Re: Structured Headers: length limits from Willy Tarreau on 2018-05-15 (ietf-http-wg@w3.org from April to June 2018)

From: Willy Tarreau <w@1wt.eu>
Date: Tue, 15 May 2018 06:42:33 +0200
To: Martin Thomson <martin.thomson@gmail.com>
Cc: Mark Nottingham <mnot@mnot.net>, HTTP Working Group <ietf-http-wg@w3.org>
Message-ID: <20180515044233.GB23733@1wt.eu>
On Tue, May 15, 2018 at 08:19:49AM +1000, Martin Thomson wrote:
> This seems like an improvement.
> 
> I think that the underlying concern is that the amount of memory a
> recipient has to allocate is essentially unbounded by the underlying
> protocol.  In practice however, limits are much tighter.

Definitely!

> Looking at the draft, you have changed in the following ways:
> 
> 1. to note that there is (probably) a limit on the encoded size of header
> fields, but not to say what it is.  Here it would be good to establish some
> expectations about a size that is "guaranteed" to work.  That might be
> unrealistic, but it would be consistent with your other
> statements/recommendations regarding minimums.

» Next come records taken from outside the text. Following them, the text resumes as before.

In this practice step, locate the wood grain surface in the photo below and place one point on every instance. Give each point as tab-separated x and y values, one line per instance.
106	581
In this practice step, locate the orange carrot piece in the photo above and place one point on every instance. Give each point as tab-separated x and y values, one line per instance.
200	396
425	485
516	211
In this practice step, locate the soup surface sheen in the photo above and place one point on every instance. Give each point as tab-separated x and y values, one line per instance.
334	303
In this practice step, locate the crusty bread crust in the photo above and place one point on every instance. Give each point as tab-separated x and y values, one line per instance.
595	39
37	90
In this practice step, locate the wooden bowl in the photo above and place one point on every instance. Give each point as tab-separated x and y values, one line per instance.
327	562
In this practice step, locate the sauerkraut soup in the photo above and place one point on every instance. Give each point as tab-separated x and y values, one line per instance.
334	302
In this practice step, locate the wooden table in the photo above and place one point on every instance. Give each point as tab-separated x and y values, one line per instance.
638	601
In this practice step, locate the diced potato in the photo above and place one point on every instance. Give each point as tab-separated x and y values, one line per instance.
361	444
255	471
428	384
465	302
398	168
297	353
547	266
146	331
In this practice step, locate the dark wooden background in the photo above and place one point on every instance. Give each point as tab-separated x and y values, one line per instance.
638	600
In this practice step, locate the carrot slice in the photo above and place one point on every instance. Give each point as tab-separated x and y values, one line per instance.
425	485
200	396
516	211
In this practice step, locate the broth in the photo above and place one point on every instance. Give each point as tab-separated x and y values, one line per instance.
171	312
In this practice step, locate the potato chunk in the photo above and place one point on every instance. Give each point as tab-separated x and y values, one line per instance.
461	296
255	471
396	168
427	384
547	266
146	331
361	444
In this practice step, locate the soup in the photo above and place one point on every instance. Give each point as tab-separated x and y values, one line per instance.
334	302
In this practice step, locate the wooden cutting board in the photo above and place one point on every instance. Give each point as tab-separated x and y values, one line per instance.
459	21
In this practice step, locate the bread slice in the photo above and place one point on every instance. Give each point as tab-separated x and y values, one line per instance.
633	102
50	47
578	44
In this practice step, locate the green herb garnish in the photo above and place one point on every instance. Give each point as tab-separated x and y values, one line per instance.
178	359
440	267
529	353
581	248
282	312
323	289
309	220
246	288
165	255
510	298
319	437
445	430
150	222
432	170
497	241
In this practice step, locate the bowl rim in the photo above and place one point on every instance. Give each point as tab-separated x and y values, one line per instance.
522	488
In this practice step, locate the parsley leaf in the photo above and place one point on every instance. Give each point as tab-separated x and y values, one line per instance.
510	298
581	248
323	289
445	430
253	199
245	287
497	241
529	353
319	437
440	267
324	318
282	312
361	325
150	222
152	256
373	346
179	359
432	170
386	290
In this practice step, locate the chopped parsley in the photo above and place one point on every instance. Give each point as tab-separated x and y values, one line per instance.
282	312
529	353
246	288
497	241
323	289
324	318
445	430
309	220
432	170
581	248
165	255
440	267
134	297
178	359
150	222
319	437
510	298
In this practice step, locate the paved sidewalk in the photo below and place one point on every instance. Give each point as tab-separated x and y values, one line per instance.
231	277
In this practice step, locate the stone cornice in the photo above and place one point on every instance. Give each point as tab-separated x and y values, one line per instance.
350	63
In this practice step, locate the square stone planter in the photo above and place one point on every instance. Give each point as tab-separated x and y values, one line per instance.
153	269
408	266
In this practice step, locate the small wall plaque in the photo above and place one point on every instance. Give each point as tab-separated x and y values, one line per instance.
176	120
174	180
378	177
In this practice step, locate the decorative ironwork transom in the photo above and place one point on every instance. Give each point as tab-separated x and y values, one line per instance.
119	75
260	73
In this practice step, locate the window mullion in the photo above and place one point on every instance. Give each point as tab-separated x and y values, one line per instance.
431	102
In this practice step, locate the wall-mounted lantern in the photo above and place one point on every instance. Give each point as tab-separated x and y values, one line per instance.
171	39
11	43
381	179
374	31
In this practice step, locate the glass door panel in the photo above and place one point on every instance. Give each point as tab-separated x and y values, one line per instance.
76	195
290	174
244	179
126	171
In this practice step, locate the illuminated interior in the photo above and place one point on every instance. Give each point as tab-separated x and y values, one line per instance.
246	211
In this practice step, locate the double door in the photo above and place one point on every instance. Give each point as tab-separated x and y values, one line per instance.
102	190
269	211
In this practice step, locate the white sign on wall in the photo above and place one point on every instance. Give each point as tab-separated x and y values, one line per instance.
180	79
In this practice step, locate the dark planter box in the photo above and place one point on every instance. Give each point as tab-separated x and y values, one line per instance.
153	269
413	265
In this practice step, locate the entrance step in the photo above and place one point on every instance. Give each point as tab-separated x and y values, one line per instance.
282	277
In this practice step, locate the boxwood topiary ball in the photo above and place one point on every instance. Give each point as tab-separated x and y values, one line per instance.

In fact to guarantee to work we need to specify more values. For example,
haproxy by default can receive 15 kB of headers (16 kB buffer size minus
1 kB reserved to add extra fields). In practice, I normally set it to
7+1 kB and never face any issue except in places where bogus cookies are
added in loops. So these 7 kB are both a limit on the total header size,
and for each header field, including the request/status line. I remember
Apache 1.3 (didn't check on newer) used to support 100 lines of headers
plus one request/status line, each line up to 8 kB. So here already we
see a very different model : by default Apache supports shorter header
fields but the sum can be larger. If we take the intersection between
the two, we end up at ~8 kB total and ~8 kB per header field (which is
why I set haproxy to 8kB since Apache is everywhere and more or less
defines what must be supported).

I think that in order to set realistic limits we need to take in
consideration the allocated resources on the recipient because ultimately
this is what drives implementations to set hard limits. I really like what
was done for HPACK, consisting in counting the size adding some overhead
for internal uses and counting the total size. The simple fact that it is
not easy to determine on the sender is a good thing, because it encourages
ignorant senders to stay away from the limit. For example if we say that
no single header line may be longer than 8 kB and the total header size
cannot be longer than 16 kB, including a few bytes per line and a few
extra bytes total, it will become clear that it's pointless to try to
serialize exactly 8kB on a single line.

Also, haproxy sets a limit on the header field name's length. I don't
remember what it is, probably something around 63 or 255 characters,
depending on the number of bits used for this in the index. In practice
this limit was never met, but it definitely is an implementation specific
limit. I remember seeing some CGIs fail a long time ago because header
fields were turned into environment variables whose name was too long
for example!

> 2. to establish minimums for the size of structures.  This is a fine
> addition, because the addition of structure to a header field can add to
> the memory commitment a recipient has to make.  Establishing an expectation
> that strings can be 1024 octets is good, for example.

In fact, one thing that made HTTP succeed is that everyone has its own
limits depending on the local requirements. Maybe we could define a few
"profiles" with a set of reasonable values. HTTP messages observed in
enterprise environments are much larger than the ones you see at home,
with many large cookies and authentication tokens for example. Those
you see from your browser when connecting to the net are much larger
than the ones used my scripts, bots or IoT devices, where storing 1kB
for a string might already appear huge. Maybe 3 profiles would be
enough : application, internet, iot.

Just my two cents,
Willy
Received on Tuesday, 15 May 2018 04:43:03 UTC